My baby sits on his haunches and lines up his toy cars in a neat row.
No longer a baby, I think, noticing Owen’s big boy haircut and longer frame that finally fills out size 2T clothes.
It’s a moment of peace in our normally chaotic house. Big sister Eve is off entertaining herself. Owen and I talk about fire trucks and racecars and choo choo trains. I try to convince him the green car is actually green and not red.
I’m in the sweet spot, I think.
And then one of the little ones starts crying or screaming or needs a diaper changed or throws a glass of milk on the floor because it’s in the wrong cup.
OK, I’m not there yet.
But it’s close, that sweet spot where we’re past the toddler tantrums and whining and neediness, but not yet to the pre-teen drama.
I see glimpses, when Owen asks politely for juice. When he picks up those toy cars. When I take him into a gas station bathroom and he doesn’t escape under the stall door, forcing me to chase him before I’ve pulled up my pants.
And they are so sweet, those moments. It feels more like living than surviving.
We went to my niece’s birthday party in late January at an indoor play center. The kids scampered up ladders and through tubes and down slides, and rolled around in a ball pit.
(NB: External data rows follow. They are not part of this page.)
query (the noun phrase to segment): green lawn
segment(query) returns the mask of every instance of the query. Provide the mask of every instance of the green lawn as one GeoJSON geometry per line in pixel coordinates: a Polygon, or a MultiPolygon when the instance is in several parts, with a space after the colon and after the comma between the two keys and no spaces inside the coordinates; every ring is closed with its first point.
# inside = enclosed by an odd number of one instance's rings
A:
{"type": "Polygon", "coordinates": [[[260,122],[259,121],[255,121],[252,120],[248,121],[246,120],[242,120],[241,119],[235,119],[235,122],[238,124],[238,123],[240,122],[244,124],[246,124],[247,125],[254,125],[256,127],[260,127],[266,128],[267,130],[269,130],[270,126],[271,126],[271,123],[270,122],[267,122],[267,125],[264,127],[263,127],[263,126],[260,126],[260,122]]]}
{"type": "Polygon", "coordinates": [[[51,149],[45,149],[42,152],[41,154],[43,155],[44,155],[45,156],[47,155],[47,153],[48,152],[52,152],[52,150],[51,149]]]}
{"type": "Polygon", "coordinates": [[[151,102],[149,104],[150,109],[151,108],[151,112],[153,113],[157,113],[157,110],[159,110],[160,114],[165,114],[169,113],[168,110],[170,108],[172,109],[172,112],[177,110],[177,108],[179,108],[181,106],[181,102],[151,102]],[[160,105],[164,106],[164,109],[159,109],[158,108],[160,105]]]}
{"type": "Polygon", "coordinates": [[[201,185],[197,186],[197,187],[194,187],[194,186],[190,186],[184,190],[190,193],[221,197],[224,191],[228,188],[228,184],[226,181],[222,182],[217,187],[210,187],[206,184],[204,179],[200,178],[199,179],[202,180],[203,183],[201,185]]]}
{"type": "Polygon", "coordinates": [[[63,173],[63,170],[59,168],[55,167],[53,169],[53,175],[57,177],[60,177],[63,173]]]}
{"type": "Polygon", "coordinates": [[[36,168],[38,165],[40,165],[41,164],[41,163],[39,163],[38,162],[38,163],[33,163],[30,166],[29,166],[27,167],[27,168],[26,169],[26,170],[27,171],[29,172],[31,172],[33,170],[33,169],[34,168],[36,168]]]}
I was able to watch and talk to people and even sit down.
I later told my sister-in-law it was the first time I’d taken both kids to an event by myself that hadn’t been a completely stress-filled experience.
But then we regress. Like the infamous bowling outing of February 2014.
My husband’s office organized a Saturday night of pizza and bowling for the employees and their families. All day Owen was excited to “go bo-ing.”
We’ve taken to driving separately to these kinds of events, the extra car providing an escape plan in case of emergency (atomic meltdowns, diaper shortages, etc.) For a moment, I contemplated us taking one car that night.
Thank goodness we didn’t.
Owen and I clocked about 53 minutes at the bowling alley. He screamed for 48 of them.
He didn’t want to eat the pizza. He wanted to “go bo-ing.”
He didn’t want to put on the bowling shoes. He wanted to “go bo-ing.”
And when it was finally time to bowl, he didn’t want to wait his turn. He didn’t want us to help him. He didn’t want to stay in one lane. He didn’t really even comprehend the concept of lanes, wanting instead to catapult the ball across them instead of down one.
He also didn’t want to leave when we finally said “enough” and I bundled him up against his will, leaving Craig and Eve to bowl in peace.
Not so sweet.
But we persevere, relishing in those brief sweet spot moments, knowing it’s getting closer while still driving two cars.
And I try not to think about Eve’s propensity for girl drama, how those tween years will arrive sooner than later.
It will have been sweet while it lasted.